About how the segment duration and each track's duration are calculated
Looking at the new track statistics tags generated by mkvmerge you may notice that neither of the track's duration matches the segment duration in the global segment info block.
Calculating the segment duration
mkvmerge has always calculated the segment's duration (the file's duration) with a simple metric: it's the difference between the highest end timecode of all the packets in the segment and the lowest start timecode of all packets in the segment. The end timecode of a packet is calculated as its start timecode + its duration.
Note that the very last packet in the segment doesn't have to be the one with the highest end timecode. Due to the packet ordering of B frames (packets are ordered in decode order but timestamped in display order meaning you can get sequences such as I@0ms P@120ms B@40ms B@80ms…) earlier packets may have higher end timecodes than the last packets.

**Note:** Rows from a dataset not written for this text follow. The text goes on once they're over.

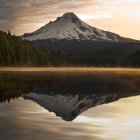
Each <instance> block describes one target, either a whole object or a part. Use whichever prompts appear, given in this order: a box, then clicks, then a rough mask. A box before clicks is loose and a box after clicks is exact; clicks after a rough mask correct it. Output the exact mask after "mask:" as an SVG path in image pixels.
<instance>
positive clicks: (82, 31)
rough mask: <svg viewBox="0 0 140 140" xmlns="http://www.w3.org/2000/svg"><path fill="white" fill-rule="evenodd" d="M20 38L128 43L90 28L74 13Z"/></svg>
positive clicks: (89, 26) (46, 24)
mask: <svg viewBox="0 0 140 140" xmlns="http://www.w3.org/2000/svg"><path fill="white" fill-rule="evenodd" d="M22 38H24V39H27V40H30V41H34V40H46V39H51V40H61V39H66V40H73V39H76V40H95V41H114V42H119V41H130V39H128V38H124V37H121V36H119V35H117V34H115V33H111V32H107V31H103V30H100V29H97V28H95V27H92V26H90V25H88V24H86V23H85V22H83V21H82V20H81V19H79V18H78V17H77V16H76V15H75V14H74V13H65V14H64V15H63V16H62V17H58V18H57V19H56V20H55V21H53V22H52V21H51V22H50V23H48V24H46V25H45V26H43V27H41V28H40V29H38V30H36V31H34V32H32V33H26V34H24V35H23V36H22Z"/></svg>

Note also that the packet's duration is often not immediately obvious from looking at e.g. mkvinfo's output. A packet's duration can be derived from multiple factors:
an explicit duration element present in the packet's block structure,
the track's default duration,
the implicit difference between the current and the following packet in display order.
Calculating each track's duration
The method for calculating a track's duration matches the one for calculating the segment's duration: it's the difference between the highest end timecode of all the packets from this track in the segment and the lowest start timecode of all packets from this track in the segment. The only difference is that only packets for this track are considered during the calculation while the calculation for the segment's duration looks at all packets regardless of which track they belong to.
Putting it all together
Most of the time no track will have exactly the same duration as the segment. The video and audio tracks may come close, but often enough the audio starts a bit later than the video but extends a bit further.
Another factor are subtitle tracks. Often their very first packet occors after quite some time has elapsed already (e.g. after the first couple of minutes), and their last packets are usually visible long before the video as a whole ends (e.g. before the credits). Therefore subitle tracks are much shorter than the whole segment.